Williams’ scores, of course, need little introduction, but hearing his music played live with a film really showcases the sheer difficulty of his writing. This is how his music communicates fantasy and mystery, with wildly whirling string parts and intertwining woodwinds, for example. Perhaps atypical of some movie scores that rely heavily on one section of the orchestra, Willams’ score for The Sorcerer’s Stone incorporates everything (including a huge variety of percussion), especially through the use of themes for particular characters (the term leitmotif could be used here). The effect altogether was incredibly immersive.

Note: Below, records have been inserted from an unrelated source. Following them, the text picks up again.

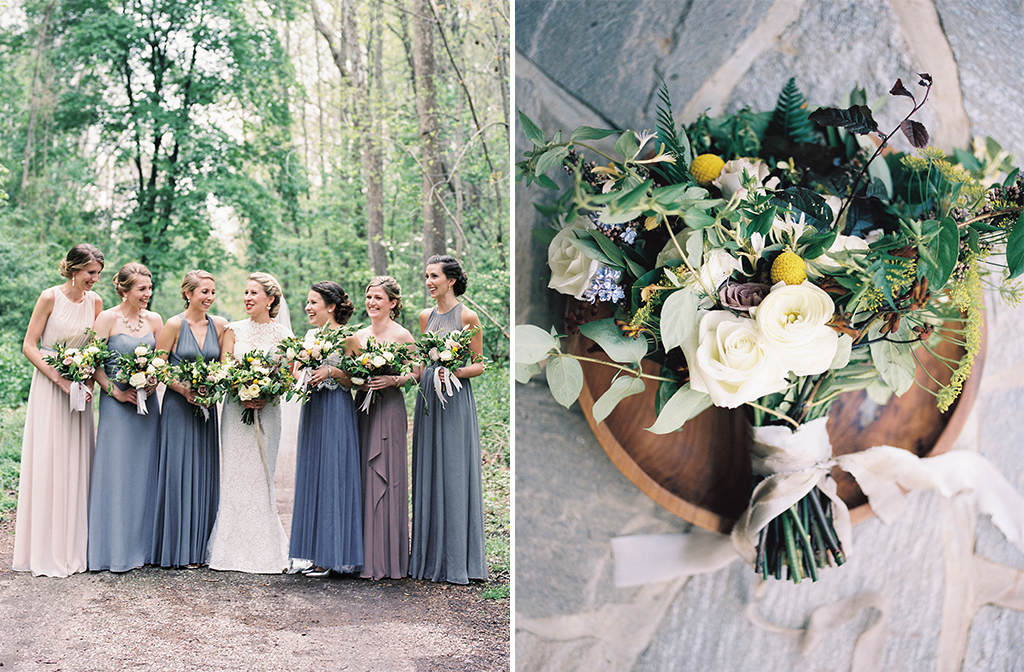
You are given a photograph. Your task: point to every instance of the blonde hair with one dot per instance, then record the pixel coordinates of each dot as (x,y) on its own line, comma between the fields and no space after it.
(128,276)
(192,281)
(272,289)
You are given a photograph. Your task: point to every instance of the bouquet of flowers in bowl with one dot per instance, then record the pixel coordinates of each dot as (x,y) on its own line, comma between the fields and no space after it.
(256,377)
(206,379)
(772,261)
(377,359)
(142,368)
(78,365)
(443,350)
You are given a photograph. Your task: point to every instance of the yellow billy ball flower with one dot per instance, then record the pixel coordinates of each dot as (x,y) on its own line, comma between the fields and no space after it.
(706,169)
(788,268)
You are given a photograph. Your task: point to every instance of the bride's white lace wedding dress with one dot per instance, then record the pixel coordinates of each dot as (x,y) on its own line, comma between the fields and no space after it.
(248,535)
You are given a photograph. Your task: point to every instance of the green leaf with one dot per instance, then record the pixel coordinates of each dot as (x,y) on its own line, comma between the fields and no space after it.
(622,387)
(532,344)
(588,133)
(679,318)
(531,130)
(564,379)
(615,344)
(683,406)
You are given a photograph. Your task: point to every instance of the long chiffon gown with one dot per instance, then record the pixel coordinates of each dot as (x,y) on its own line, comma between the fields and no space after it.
(327,518)
(51,532)
(122,507)
(385,486)
(448,491)
(248,535)
(188,471)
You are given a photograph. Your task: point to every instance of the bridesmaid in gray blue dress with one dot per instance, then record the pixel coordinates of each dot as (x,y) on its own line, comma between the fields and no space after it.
(448,491)
(189,470)
(124,467)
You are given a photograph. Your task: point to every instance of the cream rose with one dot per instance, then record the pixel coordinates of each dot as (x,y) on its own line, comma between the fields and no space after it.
(728,361)
(792,321)
(571,270)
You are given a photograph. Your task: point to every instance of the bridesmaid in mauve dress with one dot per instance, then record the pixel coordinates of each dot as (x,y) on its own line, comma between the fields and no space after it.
(327,518)
(51,532)
(448,490)
(188,473)
(382,434)
(124,468)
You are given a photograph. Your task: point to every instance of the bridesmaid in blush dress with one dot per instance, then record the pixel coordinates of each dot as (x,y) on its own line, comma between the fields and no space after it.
(448,490)
(124,468)
(51,532)
(382,434)
(327,518)
(188,473)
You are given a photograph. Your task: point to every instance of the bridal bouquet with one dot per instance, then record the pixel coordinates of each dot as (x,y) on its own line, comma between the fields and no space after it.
(78,365)
(205,378)
(772,261)
(377,359)
(442,350)
(257,376)
(142,368)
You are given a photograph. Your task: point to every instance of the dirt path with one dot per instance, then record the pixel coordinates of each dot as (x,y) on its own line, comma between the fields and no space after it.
(154,619)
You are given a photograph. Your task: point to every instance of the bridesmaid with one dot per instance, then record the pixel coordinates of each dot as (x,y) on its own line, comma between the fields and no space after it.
(188,473)
(327,530)
(124,468)
(448,492)
(50,535)
(382,435)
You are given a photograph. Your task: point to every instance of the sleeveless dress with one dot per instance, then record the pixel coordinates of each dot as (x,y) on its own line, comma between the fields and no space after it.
(122,507)
(188,471)
(385,486)
(51,532)
(327,518)
(248,535)
(448,492)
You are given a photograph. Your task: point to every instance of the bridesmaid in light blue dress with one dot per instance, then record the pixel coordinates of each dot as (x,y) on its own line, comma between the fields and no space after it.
(188,472)
(124,467)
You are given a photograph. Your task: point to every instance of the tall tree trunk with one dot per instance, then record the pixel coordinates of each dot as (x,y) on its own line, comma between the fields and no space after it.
(426,110)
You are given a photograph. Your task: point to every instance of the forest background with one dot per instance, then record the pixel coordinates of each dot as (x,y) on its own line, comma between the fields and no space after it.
(313,139)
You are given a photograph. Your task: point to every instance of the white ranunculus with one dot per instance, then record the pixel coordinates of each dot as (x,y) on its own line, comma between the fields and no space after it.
(728,360)
(571,270)
(730,180)
(792,320)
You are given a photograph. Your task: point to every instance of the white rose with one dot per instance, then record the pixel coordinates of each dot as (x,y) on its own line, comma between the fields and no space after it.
(728,361)
(571,270)
(792,321)
(730,180)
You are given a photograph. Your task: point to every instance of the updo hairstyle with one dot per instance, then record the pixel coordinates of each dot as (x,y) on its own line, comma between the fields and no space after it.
(272,289)
(79,257)
(452,268)
(128,276)
(192,281)
(333,294)
(392,289)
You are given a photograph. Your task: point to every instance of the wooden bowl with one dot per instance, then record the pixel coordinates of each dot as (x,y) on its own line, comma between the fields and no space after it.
(701,473)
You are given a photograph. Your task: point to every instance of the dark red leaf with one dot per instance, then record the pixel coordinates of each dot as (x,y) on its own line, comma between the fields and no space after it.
(915,132)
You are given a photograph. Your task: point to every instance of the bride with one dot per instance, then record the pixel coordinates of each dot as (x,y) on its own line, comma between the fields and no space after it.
(248,535)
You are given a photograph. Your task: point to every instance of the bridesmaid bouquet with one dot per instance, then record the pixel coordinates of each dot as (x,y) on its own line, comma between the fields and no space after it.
(141,368)
(257,376)
(205,378)
(440,350)
(78,365)
(377,359)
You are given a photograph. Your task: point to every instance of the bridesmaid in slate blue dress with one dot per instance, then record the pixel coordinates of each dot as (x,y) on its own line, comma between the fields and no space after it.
(124,467)
(448,491)
(189,469)
(327,518)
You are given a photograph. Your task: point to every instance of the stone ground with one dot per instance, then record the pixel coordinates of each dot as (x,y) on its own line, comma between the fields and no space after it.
(168,620)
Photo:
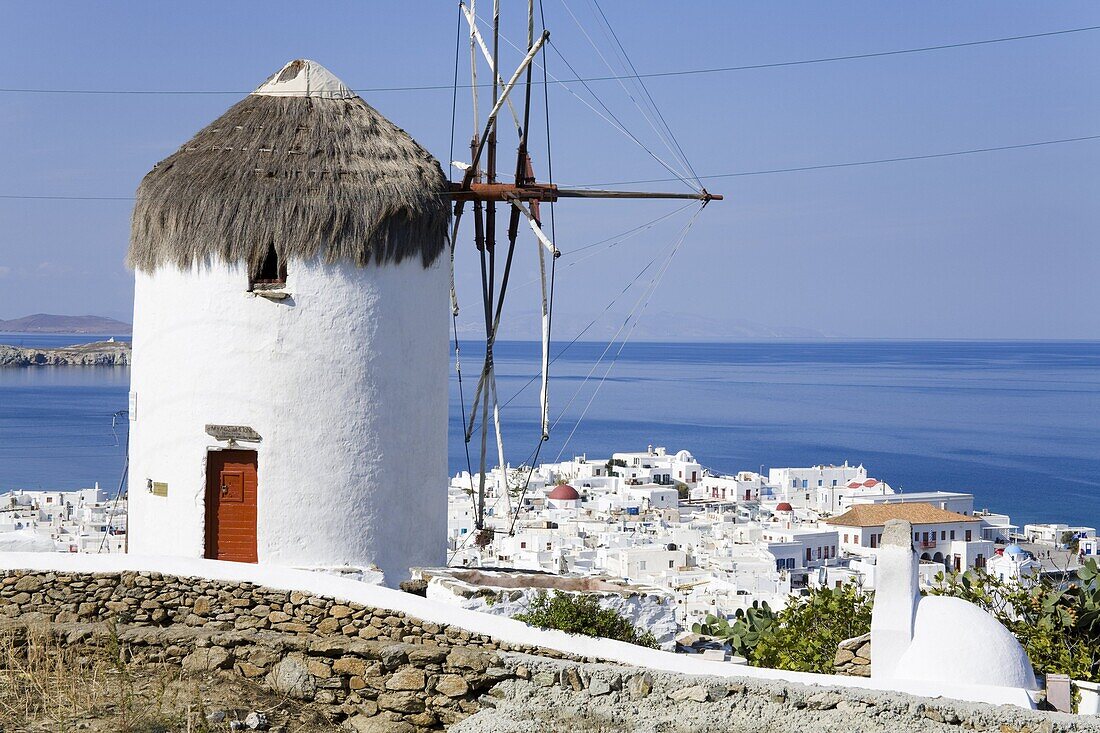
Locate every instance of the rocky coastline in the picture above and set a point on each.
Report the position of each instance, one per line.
(99, 353)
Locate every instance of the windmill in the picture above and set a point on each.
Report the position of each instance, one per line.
(521, 194)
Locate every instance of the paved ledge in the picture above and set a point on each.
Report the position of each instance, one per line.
(505, 633)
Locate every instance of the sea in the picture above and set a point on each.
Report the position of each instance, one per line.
(1014, 423)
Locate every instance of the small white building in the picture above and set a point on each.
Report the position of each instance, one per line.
(288, 389)
(1014, 565)
(949, 539)
(1056, 535)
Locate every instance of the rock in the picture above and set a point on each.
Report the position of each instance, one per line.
(249, 669)
(407, 678)
(415, 587)
(29, 583)
(571, 679)
(204, 659)
(318, 668)
(350, 666)
(543, 679)
(292, 678)
(427, 654)
(364, 724)
(695, 693)
(403, 702)
(454, 686)
(464, 658)
(330, 646)
(639, 686)
(394, 656)
(598, 687)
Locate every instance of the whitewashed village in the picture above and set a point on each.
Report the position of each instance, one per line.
(688, 543)
(658, 536)
(289, 554)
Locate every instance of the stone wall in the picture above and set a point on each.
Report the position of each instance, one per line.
(377, 670)
(558, 696)
(370, 667)
(854, 657)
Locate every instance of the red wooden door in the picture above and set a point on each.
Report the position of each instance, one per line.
(231, 505)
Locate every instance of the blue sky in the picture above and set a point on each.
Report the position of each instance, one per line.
(990, 245)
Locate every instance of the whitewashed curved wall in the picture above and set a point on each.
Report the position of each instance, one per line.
(345, 382)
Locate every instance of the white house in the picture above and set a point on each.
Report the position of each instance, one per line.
(939, 536)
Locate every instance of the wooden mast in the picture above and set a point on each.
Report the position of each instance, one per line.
(524, 197)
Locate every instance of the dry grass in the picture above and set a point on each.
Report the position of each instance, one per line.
(47, 685)
(50, 686)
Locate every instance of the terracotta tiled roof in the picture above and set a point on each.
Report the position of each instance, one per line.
(877, 515)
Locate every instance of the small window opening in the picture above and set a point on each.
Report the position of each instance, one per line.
(271, 274)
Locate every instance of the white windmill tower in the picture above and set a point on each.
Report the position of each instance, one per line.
(290, 338)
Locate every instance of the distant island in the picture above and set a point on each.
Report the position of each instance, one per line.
(44, 323)
(100, 353)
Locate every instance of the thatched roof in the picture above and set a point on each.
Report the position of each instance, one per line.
(304, 164)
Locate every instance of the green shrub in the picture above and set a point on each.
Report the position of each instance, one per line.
(1058, 624)
(807, 632)
(749, 626)
(582, 614)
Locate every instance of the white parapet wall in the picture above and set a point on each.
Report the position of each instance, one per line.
(503, 630)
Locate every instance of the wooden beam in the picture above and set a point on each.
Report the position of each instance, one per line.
(537, 192)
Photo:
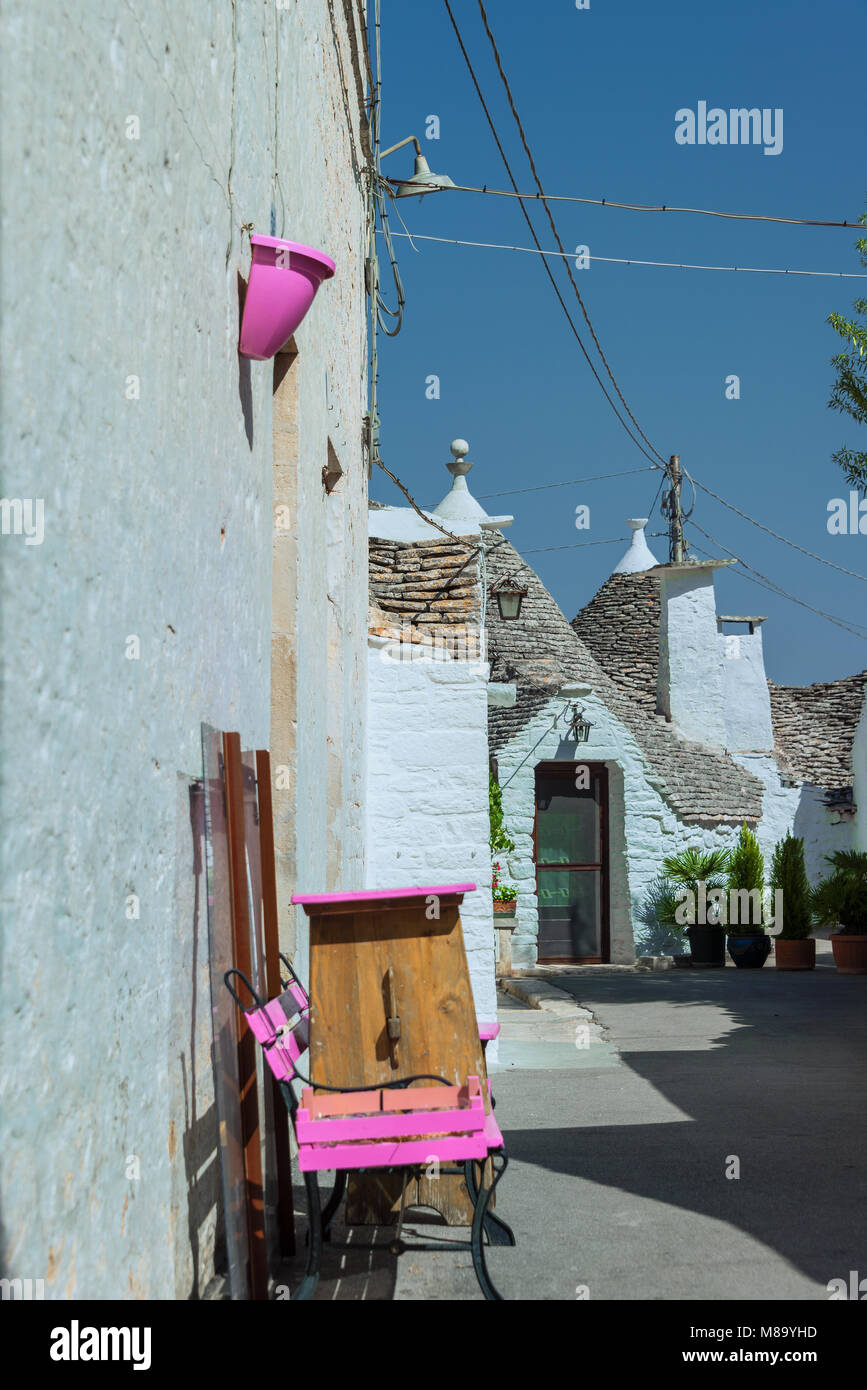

Whether the subtle nuances of the music and conducting were apparent to each audience member or not, there’s no doubt that every single member of the audience was thankful for the rare chance to see one of the most classic and well-written movies brought to life with live music. Again, the next film will be a must-see, and right now there’s only one date on the calendar, so tickets will go extremely fast. See you in February!